Visualizing collaborations between artists

on

Continuing the work from my previous post, I thought it would be a cool thing to analyze my Spotify music collection and try to visualize the relationships between artists and see what interesting things come up. Here’s what I found out!

overview

This is how the graph looks like (large version here) Overview

There are 1171 nodes and 7376 edges (created from 47268 connections). Each node is an artist, and each edge is a collaboration between 2 artists. The nodes’ size is proportional to the number of collaborations with different artists (degree) while the edges’ thickness is proportional to the number of collaborations between the 2 artists (edge weight).

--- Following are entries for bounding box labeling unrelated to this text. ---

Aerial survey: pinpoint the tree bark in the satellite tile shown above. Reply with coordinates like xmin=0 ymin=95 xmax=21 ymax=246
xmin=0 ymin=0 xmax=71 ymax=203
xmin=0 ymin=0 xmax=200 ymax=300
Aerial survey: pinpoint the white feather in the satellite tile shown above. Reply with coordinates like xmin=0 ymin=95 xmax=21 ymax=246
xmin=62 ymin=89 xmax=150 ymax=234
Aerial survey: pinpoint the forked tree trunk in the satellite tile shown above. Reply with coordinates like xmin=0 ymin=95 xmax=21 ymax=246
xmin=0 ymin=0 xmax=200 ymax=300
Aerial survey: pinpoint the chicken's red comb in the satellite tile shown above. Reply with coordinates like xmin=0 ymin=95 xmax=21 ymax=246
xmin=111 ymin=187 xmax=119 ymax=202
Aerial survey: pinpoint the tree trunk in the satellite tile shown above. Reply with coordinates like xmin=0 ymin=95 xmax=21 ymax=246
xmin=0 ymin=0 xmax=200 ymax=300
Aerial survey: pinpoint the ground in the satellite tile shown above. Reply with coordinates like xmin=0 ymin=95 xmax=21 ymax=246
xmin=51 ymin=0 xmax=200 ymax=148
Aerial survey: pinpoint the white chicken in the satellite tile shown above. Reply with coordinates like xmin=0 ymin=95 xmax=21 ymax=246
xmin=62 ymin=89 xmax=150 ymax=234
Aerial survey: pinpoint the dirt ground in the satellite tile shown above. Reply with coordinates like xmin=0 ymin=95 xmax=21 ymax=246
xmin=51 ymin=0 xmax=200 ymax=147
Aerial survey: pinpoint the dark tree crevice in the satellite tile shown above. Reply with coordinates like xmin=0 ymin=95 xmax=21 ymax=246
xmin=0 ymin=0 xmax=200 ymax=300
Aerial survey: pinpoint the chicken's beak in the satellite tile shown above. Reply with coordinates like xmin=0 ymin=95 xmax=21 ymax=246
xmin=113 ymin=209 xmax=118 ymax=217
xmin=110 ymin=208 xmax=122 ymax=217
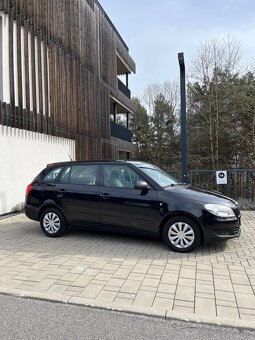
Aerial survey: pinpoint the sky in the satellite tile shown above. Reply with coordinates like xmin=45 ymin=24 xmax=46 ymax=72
xmin=99 ymin=0 xmax=255 ymax=97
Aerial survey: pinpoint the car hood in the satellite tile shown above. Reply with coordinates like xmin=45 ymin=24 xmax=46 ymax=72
xmin=165 ymin=185 xmax=237 ymax=208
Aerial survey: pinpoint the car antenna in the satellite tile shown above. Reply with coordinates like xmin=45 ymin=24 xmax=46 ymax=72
xmin=63 ymin=145 xmax=73 ymax=162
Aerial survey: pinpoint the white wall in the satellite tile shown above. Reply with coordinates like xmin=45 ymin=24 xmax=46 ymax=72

A collaboration between artists can be a track shared by 2 artists, a remix by artist B of a track from artist A, a release shared by 2 artists or a release from an artist with tracks from other artists.

analysis

major players

Looking at the graph we can spot a couple of large nodes. Radio Slave, Nic Fanciulli and Carl Craig, big names in the Deep/Tech house scene, lead the chart in terms of highest degree (number of edges connecting to it) with 83, 82 and 78 respectively. Radio Slave

If we take into account the total number of collaborations (weighted degree), then an interesting trio of artists appears with Stan Getz, João Gilberto and Astrud Gilberto having the highest weighted degrees (1616, 1268, 1179 respectively) and being responsible for the Bossa Nova blob.

An interesting metric to look at is PageRank, the algorithm created by Google to rank web pages according to how important they are in the overall graph of web pages. With this metric we have 3 big names in music: Snoop Dog, Kanye West and David Bowie.

Another interesting metric is betweenness centrality which in this case will be artists that are the connection between different groups of artists. The top 3 here are Groove Armada, Gilles Peterson and Nic Fanciulli.

clusters

One of the main things I was hoping to see on the graph was clusters of similar artists and, in a way, representing different styles of music. In the end I was quite happy to see that the graph produced a couple of them. Kudos to Gephi for making it really easy. Large version here. Clusters

Here are some of them in more detail. The Hip Hop and R&B cluster: Hip Hop and RNB cluster

The two rock clusters: Rock cluster

And the tiny but powerful Bossa Nova cluster. This blob comes mostly from collaborations between Stan Getz, João Gilberto and Astrud Gilberto Bossa Nova cluster

However the biggest cluster is not so obvious to spot. Looking at the whole graph we can see that green is by far the predominant color and is literally all over the graph. The green cluster is pretty much just electronic music and together with the red and blue clusters, they are responsible for around 40% of the graph. Which is not surprising given the nature of electronic music where it’s super common to collaborate with other artists in the form of remixes or compilations / DJ sets. Larger version here Electronic Music cluster

methodology

Here’s what I did to create this graph:

MATCH (n:Artist)-[*1..2]->()<--(m:Artist) WHERE NOT id(n)=id(m) RETURN n.discogs_id,m.discogs_id

shortcomings

Matching artists betwen Spotify and Discogs

The whole process to reach these graphs is far from perfect but the biggest flaw right now is matching artists between Spotify data and Discogs data. Currently I’m doing a basic case insensitive match of the artists names. This works for the majority of artists but fails when artists have variations of names (Amirali on Spotify vs Amirali Shahrestani on Discogs) or when there are multiple artists with the same name (Tini on Spotify vs Tini and tINI (2) on Discogs).

Extracting artists from a track

Given that there is no standard way to display a track’s artists, name, remixes, etc. it is sometimes hard to extract the correct list of artists without more information (like a list of artists to compare to). I developed a small library that does it’s best trying to extract the different fields of track but, although it takes care of most cases without a problem, still fails on some situations (like Kollektiv Turmstrasse - Ordinary (Lake People Circle Motive Remix) returning Lake People Circle Motive as artist instead of Lake People)

going deeper

There was still one thing left that I wanted to do. I went back to Neo4J and fired up this query:

MATCH (n:Artist)-->(:Track)<--(l:Tracklist) WITH n,l MATCH l-->(:Track)<--(m:Artist) WHERE NOT id(n)=id(m) RETURN n.discogs_id, m.discogs_id

Which would hopefully return all relationships between artists that were part of the same album or compilation. After awhile the query returned with about 1.6 million connections! I loaded it up on Gephi and it produced this (you really should check the large version here: Overview Tracklists in Common What a beauty…